For the sake of argument, let’s nonetheless assume that Carlson’s numbers are right. He’s correct that the current tally of deaths from coronavirus — 16,478 — is far below the number of annual deaths seen from other causes. It’s also true that even the 120,000-death figure is lower than causes such as stroke, accidents or cancer.
The point, though — the entire point, start to finish — is that those deaths are uniquely preventable. There is no cure for cancer and, for many cancers, no way to prevent someone from developing the disease. There is a way to prevent people from getting covid-19: keep them from contracting the coronavirus. The toll by August may be the equivalent of a bad seasonal flu such as the one we saw in 2017-2018, but that’s because of the stay-at-home orders, according to government experts. It’s because we limited the extent to which the virus could spread. And, again, the estimate that the toll by August could be as low as 60,000 depends on the distancing measures Carlson and others are eager to revoke.
Based on the most recent Johns Hopkins data, the coronavirus is killing more people each day than die, on average, of heart disease and cancer.
This is an unfair comparison in its own right, since the daily coronavirus death toll is a function of the current spike in deaths. Cancer kills that many people every day for 365 days a year; coronavirus is very unlikely to see such a high average through the end of 2020. Unless, of course, it’s allowed to spread unchecked.

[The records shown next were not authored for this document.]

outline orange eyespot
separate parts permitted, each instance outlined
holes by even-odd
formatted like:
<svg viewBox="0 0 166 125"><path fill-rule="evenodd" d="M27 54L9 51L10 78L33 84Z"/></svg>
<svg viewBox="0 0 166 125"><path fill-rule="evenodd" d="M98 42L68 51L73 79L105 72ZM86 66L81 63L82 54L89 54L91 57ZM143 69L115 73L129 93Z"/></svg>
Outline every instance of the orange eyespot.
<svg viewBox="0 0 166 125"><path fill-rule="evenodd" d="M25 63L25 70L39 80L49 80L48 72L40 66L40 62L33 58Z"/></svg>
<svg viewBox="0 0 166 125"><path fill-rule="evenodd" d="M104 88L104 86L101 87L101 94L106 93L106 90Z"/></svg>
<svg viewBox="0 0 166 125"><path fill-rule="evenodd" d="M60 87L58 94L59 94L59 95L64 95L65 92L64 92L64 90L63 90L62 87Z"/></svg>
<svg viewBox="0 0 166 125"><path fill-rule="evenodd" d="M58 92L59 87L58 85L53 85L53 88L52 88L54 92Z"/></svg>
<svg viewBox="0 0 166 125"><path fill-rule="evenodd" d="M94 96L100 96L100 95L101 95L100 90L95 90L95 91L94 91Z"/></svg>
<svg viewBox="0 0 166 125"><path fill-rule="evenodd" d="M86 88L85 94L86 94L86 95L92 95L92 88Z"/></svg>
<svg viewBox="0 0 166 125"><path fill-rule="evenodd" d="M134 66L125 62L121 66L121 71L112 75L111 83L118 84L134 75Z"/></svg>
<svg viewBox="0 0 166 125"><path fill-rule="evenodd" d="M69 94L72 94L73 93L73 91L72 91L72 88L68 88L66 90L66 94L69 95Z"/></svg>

The point is entirely that we have more control over the height of the spike in coronavirus deaths — and over the number of spikes — than we do with illnesses such as heart disease. Yes, there is a severe economic toll and, yes, we will need to figure out a system that allows the virus to be contained while the economy slowly gears back up.
What Carlson and others suggest is that the success of the containment measures is an argument to scale back those measures.